What makes a statement “scientific”?

Dan Gezelter of Open Science contemplates the question:

Popper concluded that it is impossible to know that a theory is true based on observations (O); science can tell us only that the theory is false (or that it has yet to be refuted). He concluded that meaningful scientific statements are falsifiable.

A more realistic picture of scientific theories isn’t this simple. We often base our theories on a set of auxiliary assumptions which we take as postulates for our theories. For example, a theory for liquid dynamics might depend on the whole of classical mechanics being taken as a postulate, or a theory of viral genetics might depend on the Hardy-Weinberg equilibrium. In these cases, classical mechanics (or the Hardy-Wienberg equilibrium) are the auxiliary assumptions for our specific theories.

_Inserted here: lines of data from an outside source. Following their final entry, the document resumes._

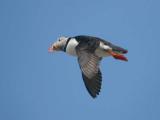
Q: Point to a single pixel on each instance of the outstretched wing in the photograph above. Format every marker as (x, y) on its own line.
(89, 65)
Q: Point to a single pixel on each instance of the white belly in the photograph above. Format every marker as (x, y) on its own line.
(71, 47)
(101, 51)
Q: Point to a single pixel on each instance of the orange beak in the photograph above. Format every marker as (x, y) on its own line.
(117, 55)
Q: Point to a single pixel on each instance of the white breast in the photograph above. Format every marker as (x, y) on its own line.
(71, 47)
(101, 51)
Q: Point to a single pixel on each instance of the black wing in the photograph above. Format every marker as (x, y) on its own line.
(89, 65)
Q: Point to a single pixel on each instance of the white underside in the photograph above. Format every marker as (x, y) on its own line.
(71, 47)
(100, 52)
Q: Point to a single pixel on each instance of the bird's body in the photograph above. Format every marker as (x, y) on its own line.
(89, 50)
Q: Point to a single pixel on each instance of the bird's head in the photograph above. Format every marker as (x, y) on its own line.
(58, 45)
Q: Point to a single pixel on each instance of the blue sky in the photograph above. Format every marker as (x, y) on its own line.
(36, 85)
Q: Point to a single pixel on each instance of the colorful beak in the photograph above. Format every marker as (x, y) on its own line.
(118, 56)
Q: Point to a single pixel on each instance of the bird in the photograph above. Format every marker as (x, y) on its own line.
(89, 51)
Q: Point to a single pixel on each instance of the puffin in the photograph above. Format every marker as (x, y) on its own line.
(89, 51)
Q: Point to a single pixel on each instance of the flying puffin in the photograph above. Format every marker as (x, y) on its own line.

These auxiliary assumptions can help show that science is often not a deductively valid exercise…. Falsifying a theory requires that auxiliary assumption (AA) be demonstrably true. Auxiliary assumptions are often highly theoretical — remember, auxiliary assumptions might be statements like the entirety of classical mechanics is correct or the Hardy-Weinberg equilibrium is valid! It is important to note, that if we can’t verify AA, we will not be able to falsify T by using the valid argument above. Contrary to Popper, there really is no asymmetry between falsification and verification. If we cannot verify theoretical statements, then we cannot falsify them either.

Since verifying a theoretical statement is nearly impossible, and falsification often requires verification of assumptions, where does that leave scientific theories? What is required of a statement to make it scientific?

In light of the increasing tendency of scientists to gravitate towards credentialism, authoritarianism, and hiding behind fictional concepts of property, I find the development of the Open Science movement to be both significant and encouraging. There is nothing that will hinder, if not outright prevent, the transformation of science from a method open to anyone into a technocratic ideologically-driven priesthood more effectively than forcing scientific papers and pronouncements to stand publicly on their own merits.

Open Source Software has transformed the world of software development; at least one-third of the programs I now use on a daily basis are OSS. I suspect Open Science has the potential to have an even more significant and even more necessary impact on the increasingly corrupt and politicized field of science. But just as the developers of proprietary software continue to fight the rising tide of open source software, one can expect the practitioners of closed science to bitterly resist open science. I, for one, anticipate hearing the convoluted arguments they will present for keeping science safely locked away behind credentialed doors.

Many things have changed in the past 46 years, but Richard Feynman’s definition of science is even more applicable today than it was when he first articulated it: “Science is the belief in the ignorance of experts.”